Stravinsky’s Petrouchka

Stravinsky’s Petrouchka

Grieghallen

While Stravinsky’s most famous ballet score The Rite of Spring depicts a girl dancing herself to death, its predecessor Petrouchka tells of a puppet springing to life. When the score first emerged in 1911, it appeared to tell its ghoulish stories of magic, rivalry, intrigue and longing more vividly than any music that had gone before it.
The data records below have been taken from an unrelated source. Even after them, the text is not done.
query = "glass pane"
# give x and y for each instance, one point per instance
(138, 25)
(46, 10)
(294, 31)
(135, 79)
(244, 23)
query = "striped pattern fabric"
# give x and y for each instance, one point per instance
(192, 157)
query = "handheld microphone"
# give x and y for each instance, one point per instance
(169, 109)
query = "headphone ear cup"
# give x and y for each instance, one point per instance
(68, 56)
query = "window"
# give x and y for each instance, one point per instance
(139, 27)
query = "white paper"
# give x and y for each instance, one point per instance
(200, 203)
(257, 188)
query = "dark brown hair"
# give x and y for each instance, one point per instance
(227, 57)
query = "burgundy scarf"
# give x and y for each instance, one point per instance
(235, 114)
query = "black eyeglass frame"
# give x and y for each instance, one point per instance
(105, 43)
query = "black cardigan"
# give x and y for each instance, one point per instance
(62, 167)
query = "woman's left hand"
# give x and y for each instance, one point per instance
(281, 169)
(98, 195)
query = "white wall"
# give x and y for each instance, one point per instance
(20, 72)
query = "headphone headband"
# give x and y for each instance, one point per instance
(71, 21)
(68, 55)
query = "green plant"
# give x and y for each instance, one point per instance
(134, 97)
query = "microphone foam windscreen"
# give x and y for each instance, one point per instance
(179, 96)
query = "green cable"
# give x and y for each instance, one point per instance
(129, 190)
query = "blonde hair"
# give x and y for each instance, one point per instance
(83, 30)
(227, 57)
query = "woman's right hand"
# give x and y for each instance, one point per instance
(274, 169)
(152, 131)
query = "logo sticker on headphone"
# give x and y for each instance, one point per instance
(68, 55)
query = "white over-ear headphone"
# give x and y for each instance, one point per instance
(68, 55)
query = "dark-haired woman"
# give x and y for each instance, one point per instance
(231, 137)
While some Ballet nuts convinced Stravinsky to tone-down the music’s blazing colours and often acerbic hard edge, the composer soon restored all his original extravagance for the concert version of the score. Chief conductor Edward Gardner conducts that version here, in all its wicked detail and irreverence. Before it comes Carl Nielsen’s foray into musical impressionism, his hazy and misty orchestral take on the story of Pan and Syrinx from Ovid’s Metamorphoses that was described as a ‘Danish Prelude à l’Après-midi d’un faune’ after its first performance in 1918.

The concert’s own contribution to muiscal history comes from the world premiere of a brand new cello concerto by Therese Birkelund Ulvo, one of Norway’s most sought-after composers, commissioned and played by the winner of the 2021 Norwegian Soloists’ Prize, Amalie Stalheim (photo: Nikolaj Lund).